A key challenge for understanding the early development of China from a Western perspective is how profoundly it differs from the trajectories and lifestyles familiar from, say, ancient Greece and Rome. ‘When seeking to understand a culture that is so different, I think one does have to pause and try to let your mind get around it’, says Jessica. ‘During the early periods, China was comparatively isolated. The region was separated from Iran and India by the high Tibetan plateau, which meant that all land connections across Eurasia had to come via the steppe to the north. Much was carried east by mobile pastoralists, who introduced various innovations to China, including metallurgy. It was only really from the late Roman period onwards that the oasis route, which we call the Silk Road, opened up. So, it is important to recognise that to a large extent China developed independently.’
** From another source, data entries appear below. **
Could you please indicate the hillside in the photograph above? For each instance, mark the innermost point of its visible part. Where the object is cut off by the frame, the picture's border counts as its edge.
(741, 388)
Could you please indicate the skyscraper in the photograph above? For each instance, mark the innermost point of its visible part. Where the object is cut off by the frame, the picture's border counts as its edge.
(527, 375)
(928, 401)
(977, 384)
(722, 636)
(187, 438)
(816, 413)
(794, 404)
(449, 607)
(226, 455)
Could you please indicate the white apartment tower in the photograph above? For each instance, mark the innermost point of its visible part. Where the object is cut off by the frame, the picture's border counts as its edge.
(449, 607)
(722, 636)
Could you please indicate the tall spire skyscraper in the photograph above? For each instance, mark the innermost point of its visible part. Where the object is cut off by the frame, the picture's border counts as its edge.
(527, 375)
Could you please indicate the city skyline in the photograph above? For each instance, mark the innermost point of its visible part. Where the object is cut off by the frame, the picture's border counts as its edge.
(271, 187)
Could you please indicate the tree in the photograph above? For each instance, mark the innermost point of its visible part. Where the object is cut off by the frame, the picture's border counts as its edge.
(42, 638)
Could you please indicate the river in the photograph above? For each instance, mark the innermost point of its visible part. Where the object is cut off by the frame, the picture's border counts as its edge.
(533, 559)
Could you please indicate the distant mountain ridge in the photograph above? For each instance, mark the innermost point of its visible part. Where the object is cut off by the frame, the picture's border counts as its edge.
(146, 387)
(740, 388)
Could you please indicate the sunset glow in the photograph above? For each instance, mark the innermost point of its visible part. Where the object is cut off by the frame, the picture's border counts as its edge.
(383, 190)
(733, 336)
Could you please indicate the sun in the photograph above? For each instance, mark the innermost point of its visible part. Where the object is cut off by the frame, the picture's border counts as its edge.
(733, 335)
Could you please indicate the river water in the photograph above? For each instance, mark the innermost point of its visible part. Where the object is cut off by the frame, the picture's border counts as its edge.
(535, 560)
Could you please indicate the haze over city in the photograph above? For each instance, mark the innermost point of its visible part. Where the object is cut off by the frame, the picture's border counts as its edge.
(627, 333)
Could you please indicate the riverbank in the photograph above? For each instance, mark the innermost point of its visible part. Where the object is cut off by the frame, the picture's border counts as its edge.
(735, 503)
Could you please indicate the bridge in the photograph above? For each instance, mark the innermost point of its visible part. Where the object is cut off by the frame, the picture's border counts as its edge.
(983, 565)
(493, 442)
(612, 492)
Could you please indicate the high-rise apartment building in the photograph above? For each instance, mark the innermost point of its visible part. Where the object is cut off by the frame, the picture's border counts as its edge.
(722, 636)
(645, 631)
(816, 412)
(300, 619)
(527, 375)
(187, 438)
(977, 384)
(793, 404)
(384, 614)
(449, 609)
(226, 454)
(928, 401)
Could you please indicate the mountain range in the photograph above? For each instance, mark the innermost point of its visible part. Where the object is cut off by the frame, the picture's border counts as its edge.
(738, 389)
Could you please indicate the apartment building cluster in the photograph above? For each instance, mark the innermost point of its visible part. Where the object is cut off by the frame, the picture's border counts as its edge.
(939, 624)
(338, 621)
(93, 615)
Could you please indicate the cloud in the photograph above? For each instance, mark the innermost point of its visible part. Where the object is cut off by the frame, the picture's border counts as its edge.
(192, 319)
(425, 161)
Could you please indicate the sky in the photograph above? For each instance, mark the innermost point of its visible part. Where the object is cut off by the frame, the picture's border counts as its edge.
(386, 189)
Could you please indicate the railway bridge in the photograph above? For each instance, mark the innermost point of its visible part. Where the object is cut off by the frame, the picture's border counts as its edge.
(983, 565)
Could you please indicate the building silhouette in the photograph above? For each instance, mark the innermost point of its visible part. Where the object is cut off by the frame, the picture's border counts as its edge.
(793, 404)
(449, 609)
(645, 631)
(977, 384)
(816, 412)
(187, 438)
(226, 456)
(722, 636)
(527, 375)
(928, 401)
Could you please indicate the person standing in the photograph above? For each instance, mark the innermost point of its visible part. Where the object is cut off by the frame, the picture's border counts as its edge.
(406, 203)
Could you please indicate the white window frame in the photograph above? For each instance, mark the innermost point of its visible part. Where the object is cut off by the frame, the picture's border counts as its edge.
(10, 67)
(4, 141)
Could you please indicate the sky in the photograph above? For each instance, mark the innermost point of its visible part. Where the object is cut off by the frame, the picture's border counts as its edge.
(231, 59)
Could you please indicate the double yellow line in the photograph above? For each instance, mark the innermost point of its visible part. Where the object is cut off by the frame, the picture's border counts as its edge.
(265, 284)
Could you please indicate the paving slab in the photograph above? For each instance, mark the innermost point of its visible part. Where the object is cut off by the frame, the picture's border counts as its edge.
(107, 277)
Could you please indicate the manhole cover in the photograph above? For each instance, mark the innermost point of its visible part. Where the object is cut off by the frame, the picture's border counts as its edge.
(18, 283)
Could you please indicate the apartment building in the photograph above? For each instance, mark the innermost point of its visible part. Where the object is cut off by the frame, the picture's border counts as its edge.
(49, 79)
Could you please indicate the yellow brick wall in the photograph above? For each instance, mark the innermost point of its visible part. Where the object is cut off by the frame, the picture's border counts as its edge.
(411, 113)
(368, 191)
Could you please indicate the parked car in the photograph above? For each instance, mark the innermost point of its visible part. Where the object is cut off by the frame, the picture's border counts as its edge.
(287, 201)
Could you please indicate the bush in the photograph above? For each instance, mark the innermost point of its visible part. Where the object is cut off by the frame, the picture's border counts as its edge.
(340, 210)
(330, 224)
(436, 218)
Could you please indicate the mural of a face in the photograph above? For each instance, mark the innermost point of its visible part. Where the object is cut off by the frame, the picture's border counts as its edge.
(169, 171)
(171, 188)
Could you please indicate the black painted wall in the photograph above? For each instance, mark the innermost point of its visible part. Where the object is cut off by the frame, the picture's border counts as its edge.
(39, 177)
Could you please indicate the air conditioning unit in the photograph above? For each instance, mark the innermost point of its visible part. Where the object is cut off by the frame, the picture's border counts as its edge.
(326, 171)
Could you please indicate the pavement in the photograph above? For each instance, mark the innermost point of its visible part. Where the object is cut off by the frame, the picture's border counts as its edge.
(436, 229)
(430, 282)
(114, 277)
‘One example of this is the absence of stone buildings of any significant age. Instead, Chinese architecture went in a different direction to familiar European styles. There were never buildings like Gothic cathedrals. This is because the Chinese had an alternative building material in the form of a yellow loess soil, which covers much of north China. The loess is a very malleable substance, and people could create city walls or big platforms simply by pounding it. Such platforms provide a suitable surface for extensive timber buildings, with the Forbidden City in Beijing presenting the prime example. Once the wood decayed, though, all that was left of the structures were the earth elements, unjustly giving an inferior impression of ancient Chinese architecture.’
‘China also has a very different agricultural environment. One way to appreciate this is to look at the terrain. China consists of huge lowland plains, east of the high mountains that rise into Tibet and Mongolia; the south, too, is very mountainous. Agriculture developed on the lowland regions, but all areas along the immense rivers were marshy and prone to flooding. The Pacific Monsoon, bringing the rains, makes the whole country very humid in summer. So China’s main agricultural land is heavily connected with water, which means it is not very suitable for animals with hooves. When domestication occurred, it first involved dogs and pigs; sheep, cattle, and later horses were brought across the steppe and were pastured on the higher arid loess land. Therefore, central China did not develop or support what we call the mixed-agriculture of cropping and herding. Instead, it had – and still has – a very grain-based farming economy, which led to settled lifestyles, because – unlike herders – rice and millet farmers don’t need to move around. Once again, this situation is very different from Europe, and indeed the whole area to the west of Tibet, where there is almost always a mixture – sometimes more and sometimes less – of herding and cropping.’
While China adopted distinctive architecture and farming, the whole area was made up of many different regions with their own customs. Archaeology shows how some local traditions became widespread, with a key example being the written script we know as Chinese characters. This first emerged in the 2nd millennium BC among people living in the Yellow River area, where the first royal dynasties came to power around 1600 BC. This script was successfully exported southwards, where it was adopted by many groups of rice farmers, who grew powerful and wealthy in turn. It was not just writing that travelled south from the Yellow River, though. This region was also notable for adopting impressive tombs for the afterlife, and the ancestor cult associated with them. This family cult involved making regular offerings of food, as ceremonial banquets, to sustain the deceased.